Für die Nervensäge Effi stand die Tochter Modell

Kaum aber hatte Tillieux mit der regelmäßigen Arbeit an „Cäsar“ begonnen, wurde er warm mit der Figur. Er hatte ihr – möglicherweise wieder nur aus Verlegenheit und Bequemlichkeit – den eigenen Beruf gegeben. Und griff aus arbeitsökonomischen Gründen aufs eigene Leben zurück. Für die Nervensäge Effi stand seine eigene Tochter Modell, für Schutzmann Knöllchen ein Nachbar, für Felicitas die Putzfrau seiner Großmutter. Aus der rein praktischen Sicherstellung von Inspirationsquellen erwuchs dann ein komplexeres Verhältnis. Ohne in Details seines Arbeitslebens gehen zu müssen, konnte Tillieux im ewig unterliegenden Cäsar nun all seine Frustrationen als Künstler, Vater, Staatsbürger und Heimwerker formulieren. Immer wieder ließ Tillieux den freundlichen Cäsar umkippen, vermutlich, um selbst fester auf dem Stuhl bleiben zu können.

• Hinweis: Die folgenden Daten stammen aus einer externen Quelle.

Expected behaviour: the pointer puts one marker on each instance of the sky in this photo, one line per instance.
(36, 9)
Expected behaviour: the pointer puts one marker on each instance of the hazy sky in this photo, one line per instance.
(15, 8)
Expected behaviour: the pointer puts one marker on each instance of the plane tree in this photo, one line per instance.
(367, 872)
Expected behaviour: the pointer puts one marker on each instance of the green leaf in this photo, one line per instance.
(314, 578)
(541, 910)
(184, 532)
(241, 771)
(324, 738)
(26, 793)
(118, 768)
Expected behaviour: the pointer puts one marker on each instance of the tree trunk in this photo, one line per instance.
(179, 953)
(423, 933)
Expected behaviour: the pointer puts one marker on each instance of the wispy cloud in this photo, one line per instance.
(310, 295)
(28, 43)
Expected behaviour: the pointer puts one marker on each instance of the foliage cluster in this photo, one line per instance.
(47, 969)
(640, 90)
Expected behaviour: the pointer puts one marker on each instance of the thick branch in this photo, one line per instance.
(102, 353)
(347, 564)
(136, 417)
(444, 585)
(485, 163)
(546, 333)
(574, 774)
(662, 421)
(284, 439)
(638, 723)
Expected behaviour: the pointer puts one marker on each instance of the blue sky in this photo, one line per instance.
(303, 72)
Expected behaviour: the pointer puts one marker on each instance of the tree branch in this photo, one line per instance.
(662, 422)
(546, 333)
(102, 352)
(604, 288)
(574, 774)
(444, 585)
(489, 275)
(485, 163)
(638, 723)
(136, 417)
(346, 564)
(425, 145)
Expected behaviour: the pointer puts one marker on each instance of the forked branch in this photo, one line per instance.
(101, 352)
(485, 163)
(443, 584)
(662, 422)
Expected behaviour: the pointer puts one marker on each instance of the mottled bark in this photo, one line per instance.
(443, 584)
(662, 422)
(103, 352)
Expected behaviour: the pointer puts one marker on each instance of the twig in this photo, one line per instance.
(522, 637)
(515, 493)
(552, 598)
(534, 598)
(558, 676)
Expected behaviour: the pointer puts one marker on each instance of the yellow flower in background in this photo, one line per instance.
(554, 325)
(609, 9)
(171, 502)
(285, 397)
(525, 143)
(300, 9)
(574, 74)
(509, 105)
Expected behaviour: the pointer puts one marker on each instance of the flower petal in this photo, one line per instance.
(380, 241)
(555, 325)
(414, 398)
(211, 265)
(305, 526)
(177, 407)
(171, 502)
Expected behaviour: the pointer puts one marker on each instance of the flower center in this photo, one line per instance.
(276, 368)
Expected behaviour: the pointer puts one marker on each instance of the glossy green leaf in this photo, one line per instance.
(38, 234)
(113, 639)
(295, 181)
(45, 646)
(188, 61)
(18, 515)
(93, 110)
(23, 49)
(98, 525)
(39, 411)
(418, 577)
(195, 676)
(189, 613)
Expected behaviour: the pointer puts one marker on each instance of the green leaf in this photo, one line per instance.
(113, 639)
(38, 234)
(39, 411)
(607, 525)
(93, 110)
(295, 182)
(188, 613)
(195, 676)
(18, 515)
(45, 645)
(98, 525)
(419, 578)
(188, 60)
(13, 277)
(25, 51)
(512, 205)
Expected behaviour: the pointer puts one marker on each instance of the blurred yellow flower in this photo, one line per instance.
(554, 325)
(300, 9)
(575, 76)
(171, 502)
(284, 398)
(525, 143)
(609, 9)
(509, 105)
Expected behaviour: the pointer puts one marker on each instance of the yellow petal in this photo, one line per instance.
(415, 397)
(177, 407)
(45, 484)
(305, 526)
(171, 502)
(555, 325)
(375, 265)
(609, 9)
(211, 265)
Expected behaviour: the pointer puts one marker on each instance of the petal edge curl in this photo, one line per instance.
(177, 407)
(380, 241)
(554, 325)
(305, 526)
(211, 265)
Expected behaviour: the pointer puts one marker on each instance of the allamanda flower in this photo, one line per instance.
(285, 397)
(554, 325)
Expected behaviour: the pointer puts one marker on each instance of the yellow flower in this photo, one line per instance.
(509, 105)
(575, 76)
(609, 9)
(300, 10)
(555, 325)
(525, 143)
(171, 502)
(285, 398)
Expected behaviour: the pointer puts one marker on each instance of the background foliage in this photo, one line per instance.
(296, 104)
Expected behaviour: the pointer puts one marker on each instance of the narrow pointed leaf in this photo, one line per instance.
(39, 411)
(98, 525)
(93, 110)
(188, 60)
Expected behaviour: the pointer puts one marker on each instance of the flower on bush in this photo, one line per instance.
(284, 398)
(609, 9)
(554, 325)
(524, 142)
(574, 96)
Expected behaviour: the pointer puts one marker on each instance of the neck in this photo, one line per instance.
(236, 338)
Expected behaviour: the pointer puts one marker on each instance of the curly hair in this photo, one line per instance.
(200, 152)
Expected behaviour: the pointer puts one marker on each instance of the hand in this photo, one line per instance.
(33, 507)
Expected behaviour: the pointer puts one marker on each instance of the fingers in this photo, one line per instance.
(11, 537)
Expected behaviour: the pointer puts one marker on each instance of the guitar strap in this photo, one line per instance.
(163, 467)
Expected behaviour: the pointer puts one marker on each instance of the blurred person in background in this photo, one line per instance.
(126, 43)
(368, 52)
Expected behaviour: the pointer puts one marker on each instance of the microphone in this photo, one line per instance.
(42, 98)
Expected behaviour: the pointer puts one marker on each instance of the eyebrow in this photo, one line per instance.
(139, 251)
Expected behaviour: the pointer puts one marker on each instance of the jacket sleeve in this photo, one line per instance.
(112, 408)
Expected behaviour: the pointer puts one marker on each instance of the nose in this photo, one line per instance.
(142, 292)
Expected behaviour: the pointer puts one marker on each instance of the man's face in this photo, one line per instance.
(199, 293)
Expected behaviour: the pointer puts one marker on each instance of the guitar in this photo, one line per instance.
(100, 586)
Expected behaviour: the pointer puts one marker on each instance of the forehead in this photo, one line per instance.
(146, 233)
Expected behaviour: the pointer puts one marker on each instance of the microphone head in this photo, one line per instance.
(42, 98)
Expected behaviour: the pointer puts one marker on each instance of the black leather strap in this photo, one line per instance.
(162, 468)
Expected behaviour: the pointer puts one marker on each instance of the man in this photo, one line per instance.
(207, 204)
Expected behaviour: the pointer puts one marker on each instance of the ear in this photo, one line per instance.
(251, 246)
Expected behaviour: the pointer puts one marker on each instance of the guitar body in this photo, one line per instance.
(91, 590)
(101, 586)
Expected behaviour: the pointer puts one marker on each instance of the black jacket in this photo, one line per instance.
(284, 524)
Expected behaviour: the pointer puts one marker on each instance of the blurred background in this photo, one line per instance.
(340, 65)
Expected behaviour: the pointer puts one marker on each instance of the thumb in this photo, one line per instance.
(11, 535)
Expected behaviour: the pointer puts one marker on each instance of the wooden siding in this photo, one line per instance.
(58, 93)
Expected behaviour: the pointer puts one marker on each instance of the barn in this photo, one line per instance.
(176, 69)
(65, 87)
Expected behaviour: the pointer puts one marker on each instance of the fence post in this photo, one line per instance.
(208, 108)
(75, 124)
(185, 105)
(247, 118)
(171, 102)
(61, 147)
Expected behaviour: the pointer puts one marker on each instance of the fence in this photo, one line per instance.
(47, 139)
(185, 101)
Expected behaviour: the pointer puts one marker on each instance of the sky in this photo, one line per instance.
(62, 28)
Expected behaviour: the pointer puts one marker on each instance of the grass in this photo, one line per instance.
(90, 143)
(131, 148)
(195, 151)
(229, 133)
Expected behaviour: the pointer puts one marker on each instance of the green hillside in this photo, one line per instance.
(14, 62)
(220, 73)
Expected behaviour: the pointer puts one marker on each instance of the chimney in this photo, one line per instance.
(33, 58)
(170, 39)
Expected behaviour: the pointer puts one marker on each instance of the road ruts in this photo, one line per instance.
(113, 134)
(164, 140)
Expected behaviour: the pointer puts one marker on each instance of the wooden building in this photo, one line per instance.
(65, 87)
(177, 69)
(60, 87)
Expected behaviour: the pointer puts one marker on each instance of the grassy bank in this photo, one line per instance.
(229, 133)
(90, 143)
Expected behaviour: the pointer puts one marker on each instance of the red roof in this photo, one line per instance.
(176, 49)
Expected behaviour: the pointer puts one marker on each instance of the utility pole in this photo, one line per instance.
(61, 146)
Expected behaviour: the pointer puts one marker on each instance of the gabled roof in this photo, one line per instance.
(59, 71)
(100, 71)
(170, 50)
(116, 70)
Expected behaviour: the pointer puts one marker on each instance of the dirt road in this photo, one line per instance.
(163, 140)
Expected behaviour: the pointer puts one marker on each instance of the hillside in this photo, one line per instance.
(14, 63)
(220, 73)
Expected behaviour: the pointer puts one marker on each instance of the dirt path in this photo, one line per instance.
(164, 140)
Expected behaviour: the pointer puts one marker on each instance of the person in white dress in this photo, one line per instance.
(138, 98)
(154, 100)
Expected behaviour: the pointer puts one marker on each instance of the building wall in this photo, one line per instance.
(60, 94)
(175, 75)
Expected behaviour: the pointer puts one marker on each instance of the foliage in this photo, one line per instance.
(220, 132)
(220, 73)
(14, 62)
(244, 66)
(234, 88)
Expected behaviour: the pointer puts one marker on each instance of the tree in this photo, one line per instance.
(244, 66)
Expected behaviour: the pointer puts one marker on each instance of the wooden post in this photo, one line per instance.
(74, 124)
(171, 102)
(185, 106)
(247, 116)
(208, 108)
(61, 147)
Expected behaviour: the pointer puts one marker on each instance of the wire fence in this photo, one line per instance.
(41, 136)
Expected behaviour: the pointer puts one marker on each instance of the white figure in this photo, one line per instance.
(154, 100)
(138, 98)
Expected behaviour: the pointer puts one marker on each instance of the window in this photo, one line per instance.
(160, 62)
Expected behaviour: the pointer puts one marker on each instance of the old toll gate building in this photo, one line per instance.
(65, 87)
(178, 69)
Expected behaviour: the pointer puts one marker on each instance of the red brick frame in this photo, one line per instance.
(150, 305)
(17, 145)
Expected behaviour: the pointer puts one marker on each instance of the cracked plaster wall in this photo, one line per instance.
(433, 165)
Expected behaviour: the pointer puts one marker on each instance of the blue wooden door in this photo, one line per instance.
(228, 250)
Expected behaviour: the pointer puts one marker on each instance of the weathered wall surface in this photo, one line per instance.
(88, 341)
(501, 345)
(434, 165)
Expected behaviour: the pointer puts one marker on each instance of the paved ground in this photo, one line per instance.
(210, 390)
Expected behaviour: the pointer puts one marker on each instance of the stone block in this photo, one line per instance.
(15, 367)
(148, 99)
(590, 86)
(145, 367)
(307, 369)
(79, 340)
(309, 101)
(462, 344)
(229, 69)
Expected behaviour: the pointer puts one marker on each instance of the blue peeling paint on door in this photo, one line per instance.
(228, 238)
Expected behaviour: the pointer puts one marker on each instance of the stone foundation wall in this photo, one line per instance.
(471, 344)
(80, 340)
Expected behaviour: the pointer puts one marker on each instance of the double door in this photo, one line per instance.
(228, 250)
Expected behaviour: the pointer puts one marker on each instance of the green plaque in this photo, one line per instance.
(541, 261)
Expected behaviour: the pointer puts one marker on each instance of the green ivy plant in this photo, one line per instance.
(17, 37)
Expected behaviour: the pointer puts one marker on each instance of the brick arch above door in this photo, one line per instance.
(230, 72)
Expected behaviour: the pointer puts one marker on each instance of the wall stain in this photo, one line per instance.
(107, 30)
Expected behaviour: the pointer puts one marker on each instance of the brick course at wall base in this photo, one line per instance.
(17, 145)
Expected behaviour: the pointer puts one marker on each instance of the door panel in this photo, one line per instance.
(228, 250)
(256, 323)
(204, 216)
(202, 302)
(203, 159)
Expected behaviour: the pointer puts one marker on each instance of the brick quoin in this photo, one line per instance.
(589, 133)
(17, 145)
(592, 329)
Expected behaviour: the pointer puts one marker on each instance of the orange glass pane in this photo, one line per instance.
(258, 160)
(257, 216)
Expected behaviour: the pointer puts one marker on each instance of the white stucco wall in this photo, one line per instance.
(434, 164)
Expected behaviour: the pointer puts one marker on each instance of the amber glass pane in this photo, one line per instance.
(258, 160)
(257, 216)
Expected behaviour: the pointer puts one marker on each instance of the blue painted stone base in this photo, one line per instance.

In den vor wenigen Hintergründen spielenden Bildern herrscht energische Bewegtheit auch dann, wenn das Stehaufmännchen Cäsar gerade mal keinen Stromschlag erleidet. Das Gehen, das Autofahren, das Gestikulieren mit der Pfeife kann Tillieux mit minimalem Aufwand zur großen Wirkung bringen.

Neben der Dynamik ist Cäsars Haus, für das Tillieuxs Zuhause Anregungen lieferte, eine der zunächst unauffälligen Attraktionen des Strips. Die Mischung aus gutbürgerlich Konventionellem und zarten modernen Linien ist so bezwingend wie der aus forscher Eleganz und molliger Behaglichkeit gemischte Kleidungsstil der Passanten. „Cäsar“ ist ein Stilbuch voller Retroschick, ein Cocktail der Gegensätze.

1966 war Schluss mit der Serie

Aufgehört hat Tillieux mit „Cäsar“ im Juni 1966, nach dem 299. Gag. Seine Tochter sei der Figur der Effi entwachsen gewesen, hat er als Begründung genannt, und so konnte er wieder auf jene autobiografischen Züge verweisen, die das Schicksal dann fatal-makaber unterstreichen sollte. Immer wieder kracht Cäsar mit seinem Auto, einem Oldtimer, in Hindernisse, zerlegt das Fahrzeug auch mal in Einzelteile. Maurice Tillieux ist am 31. Januar 1978 bei einem Autounfall ums Leben gekommen.

Maurice Tillieux: Cäsar. Ehapa Comic Collection, Köln. 338 Seiten, 39,90 Euro.